Occupation and Rehabilitation Science focuses on the interdisciplinary study of human performance and participation in everyday occupations and contexts across the lifespan. As this focus suggests, Occupation and Rehabilitation Science endeavors both to link and to deepen new understandings of its two central concepts of human performance and everyday occupation. Its concern with human performance encompasses attention to discrete performance capacities and their relationship to functional behavior and task performance. The science’s concern with everyday occupations complements and helps to further define its perspective on human performance. Everyday occupations refer to activities that: (a) people need and want to do on a recurring basis; (b) impart a sense of order, routine, meaning and purpose to daily life; and (c) influence health and well-being across the lifespan both favorably and unfavorably. Everyday occupations encompass a plethora of activities involved in diverse life pursuits and social roles such as student, worker, spouse, parent, friend, advocate, athlete, artist, or recreational enthusiast, among others. Occupation and Rehabilitation Science addresses how participation in everyday occupations influences, and is influenced by, discrete performance capacities like sensory processing or motor control. It also addresses how contexts of everyday occupations—particularly the physical, social and cultural dimensions of homes, schools, places of work, and communities, as well as economic circumstances and social policies—may both constrain and enable healthful occupational participation and development of critical performance capacities in persons with and without disabilities. These much needed areas of scientific inquiry have important societal implications related to helping people gain access to positive occupational opportunities, surmount daily living challenges, and perform and participate in occupations that promote health and well-being at individual, group, and population levels.

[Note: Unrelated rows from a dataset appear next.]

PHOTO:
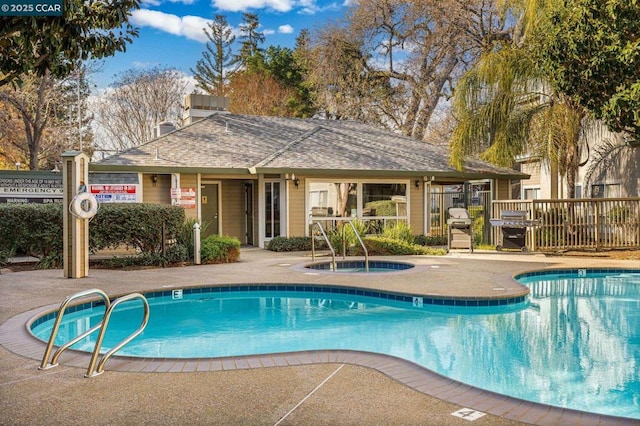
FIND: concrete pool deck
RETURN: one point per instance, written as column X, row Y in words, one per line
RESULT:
column 317, row 387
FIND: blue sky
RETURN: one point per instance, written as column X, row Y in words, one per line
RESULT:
column 171, row 30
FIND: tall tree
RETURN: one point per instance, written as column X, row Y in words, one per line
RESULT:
column 211, row 71
column 41, row 118
column 54, row 44
column 258, row 93
column 590, row 51
column 505, row 107
column 250, row 37
column 137, row 102
column 392, row 61
column 280, row 65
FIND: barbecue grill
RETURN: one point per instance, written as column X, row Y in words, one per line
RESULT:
column 514, row 225
column 460, row 229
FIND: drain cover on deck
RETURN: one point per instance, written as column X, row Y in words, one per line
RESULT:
column 468, row 414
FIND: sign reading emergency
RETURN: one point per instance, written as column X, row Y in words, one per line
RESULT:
column 115, row 193
column 30, row 190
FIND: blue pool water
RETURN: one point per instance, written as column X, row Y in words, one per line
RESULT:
column 575, row 343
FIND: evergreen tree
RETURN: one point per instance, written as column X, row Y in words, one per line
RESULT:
column 250, row 38
column 211, row 71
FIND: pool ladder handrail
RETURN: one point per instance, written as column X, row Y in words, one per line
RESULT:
column 313, row 245
column 92, row 370
column 45, row 365
column 344, row 248
column 102, row 325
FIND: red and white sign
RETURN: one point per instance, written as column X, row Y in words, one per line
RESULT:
column 115, row 193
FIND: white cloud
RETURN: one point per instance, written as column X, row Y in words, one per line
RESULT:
column 187, row 26
column 242, row 5
column 138, row 64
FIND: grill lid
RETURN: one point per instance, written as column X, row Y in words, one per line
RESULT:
column 513, row 214
column 458, row 216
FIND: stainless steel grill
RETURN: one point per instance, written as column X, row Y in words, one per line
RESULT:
column 514, row 225
column 460, row 226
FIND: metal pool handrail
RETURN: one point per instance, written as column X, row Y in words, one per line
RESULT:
column 366, row 253
column 54, row 331
column 105, row 321
column 313, row 245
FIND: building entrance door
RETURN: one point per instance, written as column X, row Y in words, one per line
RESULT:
column 210, row 207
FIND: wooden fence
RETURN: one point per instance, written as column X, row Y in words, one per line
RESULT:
column 579, row 224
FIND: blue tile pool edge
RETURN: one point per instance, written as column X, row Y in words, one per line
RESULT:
column 575, row 272
column 304, row 288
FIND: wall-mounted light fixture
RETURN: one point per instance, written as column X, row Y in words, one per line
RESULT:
column 293, row 178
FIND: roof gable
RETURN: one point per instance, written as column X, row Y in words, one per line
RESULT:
column 225, row 142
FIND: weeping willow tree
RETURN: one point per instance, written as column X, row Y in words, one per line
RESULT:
column 505, row 108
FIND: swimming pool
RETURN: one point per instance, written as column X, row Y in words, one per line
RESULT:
column 575, row 344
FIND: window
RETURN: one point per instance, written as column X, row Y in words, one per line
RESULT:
column 531, row 193
column 341, row 199
column 604, row 190
column 272, row 209
column 384, row 199
column 333, row 199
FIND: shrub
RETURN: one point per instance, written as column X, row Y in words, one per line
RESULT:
column 400, row 231
column 219, row 249
column 135, row 225
column 178, row 253
column 37, row 230
column 381, row 246
column 32, row 230
column 430, row 240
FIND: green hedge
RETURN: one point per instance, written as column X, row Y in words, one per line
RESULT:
column 430, row 240
column 31, row 229
column 219, row 249
column 381, row 246
column 36, row 230
column 135, row 225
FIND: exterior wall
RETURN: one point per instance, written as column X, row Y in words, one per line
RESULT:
column 297, row 213
column 416, row 208
column 190, row 181
column 232, row 209
column 158, row 193
column 502, row 190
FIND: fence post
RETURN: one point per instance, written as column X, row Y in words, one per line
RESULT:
column 196, row 243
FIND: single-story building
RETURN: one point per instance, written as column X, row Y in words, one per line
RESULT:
column 256, row 177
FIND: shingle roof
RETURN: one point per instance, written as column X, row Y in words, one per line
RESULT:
column 232, row 143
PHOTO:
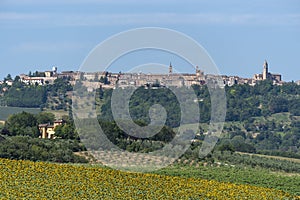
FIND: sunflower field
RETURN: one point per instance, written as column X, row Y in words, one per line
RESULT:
column 39, row 180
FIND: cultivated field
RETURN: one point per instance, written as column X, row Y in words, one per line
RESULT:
column 26, row 179
column 6, row 111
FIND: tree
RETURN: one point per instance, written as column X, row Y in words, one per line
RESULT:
column 22, row 124
column 45, row 117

In offering a PhD in Occupation and Rehabilitation Science, the Department of Occupational Therapy intends to integrate occupational science and rehabilitation science: two highly synergistic academic areas. Occupation and Rehabilitation Science draws upon rehabilitation science’s contributions that shed light on human performance, especially as related to function and disability. It also draws upon occupational science’s sharp focus on everyday occupations and outcomes associated with occupational participation among people of all ages and abilities.

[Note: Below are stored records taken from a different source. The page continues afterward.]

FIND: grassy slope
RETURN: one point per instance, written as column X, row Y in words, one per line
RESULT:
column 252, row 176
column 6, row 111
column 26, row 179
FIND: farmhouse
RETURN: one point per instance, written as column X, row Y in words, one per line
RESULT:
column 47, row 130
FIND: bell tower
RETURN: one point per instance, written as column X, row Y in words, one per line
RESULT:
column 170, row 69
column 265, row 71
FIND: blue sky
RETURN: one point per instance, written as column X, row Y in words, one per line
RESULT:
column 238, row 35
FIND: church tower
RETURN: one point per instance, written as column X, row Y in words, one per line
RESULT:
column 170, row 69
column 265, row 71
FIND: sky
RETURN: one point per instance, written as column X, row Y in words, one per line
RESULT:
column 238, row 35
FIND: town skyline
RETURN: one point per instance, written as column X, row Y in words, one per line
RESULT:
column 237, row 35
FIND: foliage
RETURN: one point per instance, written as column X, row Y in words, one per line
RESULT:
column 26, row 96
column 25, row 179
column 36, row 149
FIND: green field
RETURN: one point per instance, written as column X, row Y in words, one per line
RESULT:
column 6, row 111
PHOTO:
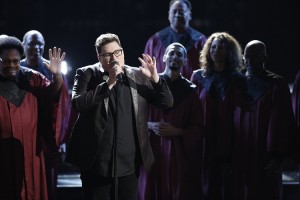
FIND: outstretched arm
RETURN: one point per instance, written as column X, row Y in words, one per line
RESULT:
column 54, row 67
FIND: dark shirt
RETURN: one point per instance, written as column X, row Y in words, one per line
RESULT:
column 120, row 125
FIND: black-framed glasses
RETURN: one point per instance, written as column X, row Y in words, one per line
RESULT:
column 10, row 61
column 117, row 53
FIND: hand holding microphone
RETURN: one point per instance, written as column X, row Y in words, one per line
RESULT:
column 116, row 74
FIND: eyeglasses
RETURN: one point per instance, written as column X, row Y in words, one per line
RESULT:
column 8, row 61
column 34, row 44
column 117, row 53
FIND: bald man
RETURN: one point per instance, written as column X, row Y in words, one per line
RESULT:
column 264, row 129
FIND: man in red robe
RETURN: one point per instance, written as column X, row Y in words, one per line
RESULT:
column 264, row 130
column 175, row 136
column 178, row 31
column 25, row 126
column 34, row 43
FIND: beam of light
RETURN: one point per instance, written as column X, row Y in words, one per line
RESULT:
column 64, row 68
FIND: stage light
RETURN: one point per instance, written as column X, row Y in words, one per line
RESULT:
column 64, row 67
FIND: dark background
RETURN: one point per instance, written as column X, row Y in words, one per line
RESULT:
column 75, row 25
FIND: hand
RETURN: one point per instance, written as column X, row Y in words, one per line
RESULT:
column 55, row 61
column 164, row 129
column 148, row 67
column 113, row 75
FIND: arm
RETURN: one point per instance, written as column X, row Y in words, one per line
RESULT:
column 55, row 68
column 161, row 95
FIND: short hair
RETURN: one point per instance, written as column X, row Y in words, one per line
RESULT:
column 11, row 42
column 186, row 2
column 233, row 49
column 178, row 45
column 31, row 32
column 105, row 39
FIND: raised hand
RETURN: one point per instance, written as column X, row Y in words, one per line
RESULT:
column 148, row 67
column 55, row 61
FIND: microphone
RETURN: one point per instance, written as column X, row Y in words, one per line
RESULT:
column 120, row 77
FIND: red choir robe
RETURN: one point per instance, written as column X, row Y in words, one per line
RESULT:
column 219, row 93
column 192, row 40
column 60, row 120
column 264, row 131
column 25, row 126
column 176, row 172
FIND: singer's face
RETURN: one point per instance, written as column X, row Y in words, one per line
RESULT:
column 10, row 63
column 174, row 57
column 109, row 49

In regards to rehabilitation science, the program builds upon the study of human performance as related to processes and factors that influence how disability develops, and strategies for improving functional capacities in people with disabilities. Historically influenced by understandings of disability promoted by the World Health Organization (WHO), rehabilitation science has traditionally focused on understanding relationships between disability (or activity restrictions) and underlying medical pathologies or impairments of bodily structures and functions. Prior to the turn of the 21st century, however, the WHO began to place much greater emphasis on the role of environmental and societal factors in the disablement process and people’s participation in important life activities. Consistent with conceptualizations of disability conveyed in the WHO’s current International Classification of Functioning, Disability and Health (ICF), rehabilitation science has broadened its orientation to function and disability to encompass diverse contextual factors.

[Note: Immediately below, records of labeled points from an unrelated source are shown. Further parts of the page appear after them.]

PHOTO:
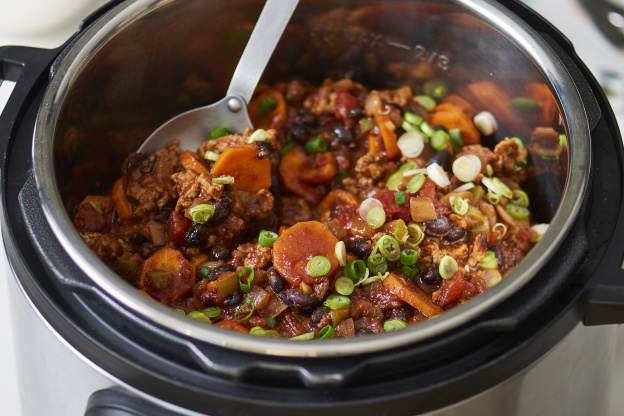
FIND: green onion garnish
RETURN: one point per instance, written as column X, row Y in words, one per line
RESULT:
column 399, row 198
column 318, row 266
column 409, row 271
column 337, row 301
column 317, row 145
column 266, row 238
column 409, row 256
column 517, row 211
column 394, row 324
column 266, row 105
column 448, row 267
column 202, row 213
column 415, row 183
column 356, row 269
column 223, row 180
column 248, row 302
column 376, row 217
column 344, row 286
column 246, row 287
column 218, row 132
column 489, row 260
column 327, row 332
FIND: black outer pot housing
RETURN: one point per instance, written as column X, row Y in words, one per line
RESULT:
column 582, row 282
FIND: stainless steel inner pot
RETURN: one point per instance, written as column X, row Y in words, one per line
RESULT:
column 124, row 76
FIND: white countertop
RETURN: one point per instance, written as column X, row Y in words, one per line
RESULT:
column 48, row 23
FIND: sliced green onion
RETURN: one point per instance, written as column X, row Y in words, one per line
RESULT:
column 335, row 301
column 318, row 266
column 409, row 256
column 411, row 143
column 303, row 337
column 287, row 148
column 517, row 211
column 223, row 180
column 459, row 206
column 261, row 332
column 202, row 213
column 249, row 272
column 415, row 183
column 376, row 217
column 416, row 235
column 399, row 198
column 266, row 105
column 456, row 138
column 212, row 312
column 356, row 269
column 448, row 267
column 218, row 132
column 489, row 260
column 520, row 198
column 366, row 124
column 389, row 247
column 439, row 140
column 258, row 136
column 266, row 238
column 394, row 324
column 210, row 155
column 426, row 101
column 341, row 253
column 344, row 286
column 466, row 168
column 327, row 332
column 409, row 271
column 524, row 104
column 96, row 206
column 317, row 145
column 248, row 302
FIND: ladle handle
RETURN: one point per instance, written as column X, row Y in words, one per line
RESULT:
column 264, row 38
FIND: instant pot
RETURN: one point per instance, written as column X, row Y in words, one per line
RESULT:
column 540, row 342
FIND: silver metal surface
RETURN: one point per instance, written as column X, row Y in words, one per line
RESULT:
column 122, row 25
column 192, row 127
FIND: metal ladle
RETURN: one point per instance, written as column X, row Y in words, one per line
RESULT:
column 191, row 128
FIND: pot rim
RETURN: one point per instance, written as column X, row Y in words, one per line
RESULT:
column 548, row 64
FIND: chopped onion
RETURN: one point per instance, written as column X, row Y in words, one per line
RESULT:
column 411, row 143
column 466, row 168
column 465, row 187
column 367, row 205
column 485, row 123
column 437, row 174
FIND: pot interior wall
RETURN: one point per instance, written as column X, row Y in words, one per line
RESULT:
column 177, row 55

As related to occupational science, the program builds upon the study of the essential elements of everyday occupations, how occupational processes unfold through time, the relationship of occupational participation to social policies and structures, and how occupational participation, or its lack, influence development, health, and quality of life among other important outcomes. Occupational science emerged from occupational therapy and like, rehabilitation science, embraces a lifespan perspective. However, occupational science extends beyond a concern with function and disability to considerations of processes and factors that influence occupational participation among people of all ages and abilities including, for example, poverty, the global economy, or social upheaval caused by war or violence. Occupational science is consequently committed to the ethic of occupational justice, which calls upon societies and communities to be enabling and empowering and to equitably provide resources that help meet the occupational needs of diverse individuals and populations.